MXParser tokenization fails when PI is before first tag
belingueres opened this issue · 3 comments
Consider these valid XML documents:
<?a?>
<test>nnn</test>
and
<?xml version="1.0" encoding="UTF-8"?>
<?a?>
<test>nnn</test>
Those tests fail then parsing the PI, returning instead START_DOCUMENT.
@Test
public void testProcessingInstructionTokenizeBeforeFirstTag()
throws Exception
{
String input = "<?a?><test>nnn</test>";
MXParser parser = new MXParser();
parser.setInput( new StringReader( input ) );
assertEquals( XmlPullParser.PROCESSING_INSTRUCTION, parser.nextToken() );
assertEquals( XmlPullParser.START_TAG, parser.nextToken() );
assertEquals( XmlPullParser.TEXT, parser.nextToken() );
assertEquals( XmlPullParser.END_TAG, parser.nextToken() );
}
@Test
public void testProcessingInstructionTokenizeAfterXMLDeclAndBeforeFirstTag()
throws Exception
{
String input = "<?xml version=\"1.0\" encoding=\"UTF-8\"?><?a?><test>nnn</test>";
MXParser parser = new MXParser();
parser.setInput( new StringReader( input ) );
assertEquals( XmlPullParser.PROCESSING_INSTRUCTION, parser.nextToken() );
assertEquals( XmlPullParser.PROCESSING_INSTRUCTION, parser.nextToken() );
assertEquals( XmlPullParser.START_TAG, parser.nextToken() );
assertEquals( XmlPullParser.TEXT, parser.nextToken() );
assertEquals( XmlPullParser.END_TAG, parser.nextToken() );
}
I think the problem is the parsePI() method: it returns false when parsing the xml declaration (<?xml ...?>
), which sets the event to PROCESSING_INSTRUCTION, but returns true when encounters another PI, which set the event to START_DOCUMENT. The logic should be exactly the inverse.

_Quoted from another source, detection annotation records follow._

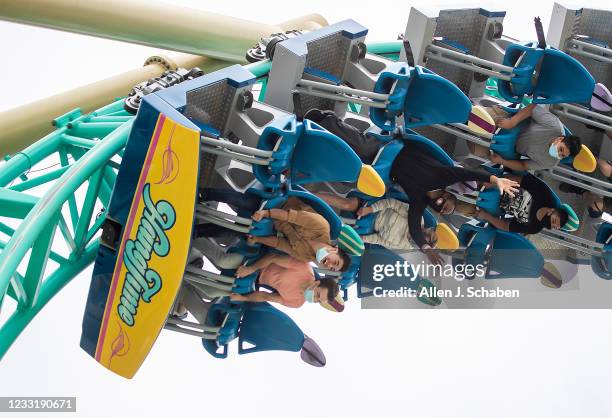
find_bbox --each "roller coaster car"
[370,63,472,131]
[491,106,597,173]
[81,62,384,378]
[591,222,612,280]
[453,223,544,279]
[498,42,595,103]
[202,298,318,366]
[476,177,580,233]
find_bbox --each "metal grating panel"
[427,9,487,95]
[306,32,351,78]
[574,9,612,86]
[185,80,236,131]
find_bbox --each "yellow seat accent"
[436,223,459,250]
[468,106,495,135]
[357,164,385,197]
[574,145,597,173]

However this breaks several tests (and surely several apps).
A middle point may be to always return false from parsePI() so that always return PROCESSING_INSTRUCTION? WDYT?
Just tested, tests still fail.
@belingueres @michael-o I also come up with the same fix. Also, according to the javadoc for START_DOCUMENT
, this event should only be returned before the parser actually parses anything, which goes in the same way.
The PR does that and fixes both tests.